I do wanna quit. I wanna quit my job. It's a good job. I work less than 25 hours a week. I make good money. It does not interfere with the daytime hours I spend with my son, which is perfect. On Saturday nights I get to have a drink or two with my friends, which I love. In short, there is nothing about the job that should make me want to quit. I wanna quit the walk to work, and the walk home. Because not only do I not want to work downtown, I think I wanna quit living down here too. The coffee and the newspaper? These are the least of my worries. And they are only a small part of the ennui.

Dying of ennui.

I wanna quit the magazine. This is only a true statement around publication time. So, quarterly for about three minutes I wanna quit Umbrella Factory Magazine. Fortunately, this too passes. It is a small literary magazine that has already outlived the lifespan of many small literary magazines.

Out living the lifespan.

I often wanna quit writing. I want to quit all of it. I wanna quit keeping a journal. I wanna quit writing novels. I wanna quit this blog. This blog that I have so religiously dedicated myself to writing weekly for the last three years. I want to quit the random pieces, the poems, the vignettes, the short stories that I contribute to Sophia Ballou. In short I want to quit it all.

What's left in the wake?

Nothing. That's right, nothing. To quit writing, at this stage is a ridiculous notion. Not now. It's far too late. I cannot quit work at the restaurant. It's only 25 hours a week, and besides, I see John and Soizic on Saturday nights. And this blog? Forget about it. It's been going on for 180 weeks. And the novels?

Yeah, right.

I just spent the last week review Undertakers of Rain for the tenth time. I got at least 2 more revisions to go through before it hits the proverbial bookshelf. I'll read it through this week, and in a few months, I'll see it in print. It's just not time to quit.

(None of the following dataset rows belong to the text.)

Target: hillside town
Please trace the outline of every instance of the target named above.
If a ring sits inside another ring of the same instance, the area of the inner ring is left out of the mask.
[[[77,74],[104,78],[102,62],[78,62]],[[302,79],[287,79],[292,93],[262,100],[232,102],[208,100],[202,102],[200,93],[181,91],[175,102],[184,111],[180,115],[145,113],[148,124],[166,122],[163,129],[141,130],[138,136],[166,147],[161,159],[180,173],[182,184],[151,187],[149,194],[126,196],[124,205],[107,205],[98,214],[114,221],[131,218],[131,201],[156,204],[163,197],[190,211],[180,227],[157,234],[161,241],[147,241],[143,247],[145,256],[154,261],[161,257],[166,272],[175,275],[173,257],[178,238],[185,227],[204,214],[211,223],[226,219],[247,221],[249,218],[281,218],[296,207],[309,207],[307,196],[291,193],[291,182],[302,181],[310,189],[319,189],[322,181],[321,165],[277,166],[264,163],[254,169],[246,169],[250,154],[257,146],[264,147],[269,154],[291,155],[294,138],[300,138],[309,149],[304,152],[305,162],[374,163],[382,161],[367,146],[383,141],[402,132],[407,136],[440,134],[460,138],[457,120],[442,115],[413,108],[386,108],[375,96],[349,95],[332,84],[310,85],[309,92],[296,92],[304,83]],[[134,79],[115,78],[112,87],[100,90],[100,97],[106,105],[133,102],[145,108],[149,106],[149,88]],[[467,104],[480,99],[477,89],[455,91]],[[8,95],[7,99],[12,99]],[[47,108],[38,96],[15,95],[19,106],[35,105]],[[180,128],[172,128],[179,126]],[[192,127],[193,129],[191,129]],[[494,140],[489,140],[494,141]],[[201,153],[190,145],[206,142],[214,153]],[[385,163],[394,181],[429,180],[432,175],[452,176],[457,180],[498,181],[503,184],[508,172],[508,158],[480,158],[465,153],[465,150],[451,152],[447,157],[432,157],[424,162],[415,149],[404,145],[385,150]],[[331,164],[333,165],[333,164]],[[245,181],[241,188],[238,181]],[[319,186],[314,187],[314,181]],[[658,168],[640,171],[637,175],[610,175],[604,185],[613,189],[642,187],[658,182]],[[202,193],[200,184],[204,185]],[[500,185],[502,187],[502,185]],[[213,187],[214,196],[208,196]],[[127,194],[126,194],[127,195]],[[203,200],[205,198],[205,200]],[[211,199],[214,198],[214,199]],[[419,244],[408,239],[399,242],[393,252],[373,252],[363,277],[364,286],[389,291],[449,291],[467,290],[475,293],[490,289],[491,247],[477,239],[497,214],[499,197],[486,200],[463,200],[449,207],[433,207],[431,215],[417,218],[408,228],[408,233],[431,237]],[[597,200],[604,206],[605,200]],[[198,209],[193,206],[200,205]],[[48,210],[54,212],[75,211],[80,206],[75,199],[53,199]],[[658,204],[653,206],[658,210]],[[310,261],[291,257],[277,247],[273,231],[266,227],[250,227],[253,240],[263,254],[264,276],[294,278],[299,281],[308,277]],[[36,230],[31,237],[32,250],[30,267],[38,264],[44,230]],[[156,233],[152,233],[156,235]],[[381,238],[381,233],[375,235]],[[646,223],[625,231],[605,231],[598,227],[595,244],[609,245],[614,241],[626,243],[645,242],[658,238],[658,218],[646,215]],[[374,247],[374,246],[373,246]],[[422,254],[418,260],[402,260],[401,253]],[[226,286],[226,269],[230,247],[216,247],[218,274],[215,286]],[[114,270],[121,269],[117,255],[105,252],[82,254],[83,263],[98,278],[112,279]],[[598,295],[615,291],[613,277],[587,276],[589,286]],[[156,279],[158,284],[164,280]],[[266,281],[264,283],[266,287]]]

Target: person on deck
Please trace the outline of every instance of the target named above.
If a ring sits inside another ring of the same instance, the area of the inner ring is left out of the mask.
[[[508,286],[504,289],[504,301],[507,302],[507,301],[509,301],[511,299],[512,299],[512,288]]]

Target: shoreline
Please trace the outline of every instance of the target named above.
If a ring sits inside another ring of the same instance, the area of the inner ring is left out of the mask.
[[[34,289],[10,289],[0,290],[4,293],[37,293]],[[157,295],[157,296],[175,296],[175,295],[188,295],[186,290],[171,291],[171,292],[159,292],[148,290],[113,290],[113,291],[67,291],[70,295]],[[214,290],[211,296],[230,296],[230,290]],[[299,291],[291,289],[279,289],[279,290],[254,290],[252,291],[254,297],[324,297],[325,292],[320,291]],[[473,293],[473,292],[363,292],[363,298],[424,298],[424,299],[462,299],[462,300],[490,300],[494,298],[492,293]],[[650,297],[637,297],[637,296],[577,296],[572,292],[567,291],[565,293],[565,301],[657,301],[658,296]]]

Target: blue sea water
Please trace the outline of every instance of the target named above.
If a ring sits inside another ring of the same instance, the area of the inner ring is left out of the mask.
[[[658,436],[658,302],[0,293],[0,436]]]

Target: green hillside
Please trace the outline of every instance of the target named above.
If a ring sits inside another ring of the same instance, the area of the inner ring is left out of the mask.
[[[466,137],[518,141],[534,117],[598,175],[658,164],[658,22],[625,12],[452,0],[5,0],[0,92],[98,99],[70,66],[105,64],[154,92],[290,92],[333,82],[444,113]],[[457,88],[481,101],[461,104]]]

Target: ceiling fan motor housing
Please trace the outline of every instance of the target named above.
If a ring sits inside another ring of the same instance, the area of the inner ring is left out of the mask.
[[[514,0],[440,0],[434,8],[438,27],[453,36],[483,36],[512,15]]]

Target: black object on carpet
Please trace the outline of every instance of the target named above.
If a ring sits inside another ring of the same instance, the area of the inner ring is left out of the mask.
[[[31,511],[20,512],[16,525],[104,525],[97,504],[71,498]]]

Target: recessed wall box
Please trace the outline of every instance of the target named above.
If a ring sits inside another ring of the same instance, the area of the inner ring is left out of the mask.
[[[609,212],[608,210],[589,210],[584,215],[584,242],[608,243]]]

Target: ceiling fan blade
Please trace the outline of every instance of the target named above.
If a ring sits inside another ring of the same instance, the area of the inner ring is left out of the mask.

What happens to us when we reach our goals?

This is a stellar question. I set about in life to be a writer. I worked hard to free myself from my confines. I've done everything that I ever said I was going to do. Now what?

Now what?

I can't quit, even though I often want to. It's like at this moment I've just finished that Old Raj martini. And now I'll just keep at it like I want to chase the high.

You, start right now, start today. Write it down. Pick up that pen. Strike a few keys, make the keyboard suffer under the weight of your words. Make art. Do whatever you do. Do it so much, put it in the balance of your life, and make it so you want to quit. It adds an element of conflict to it. Be dangerous. Be subversive. Make love. Make art. Write it down. Go have a gin martini on Saturday nights, late, with John and Soizic.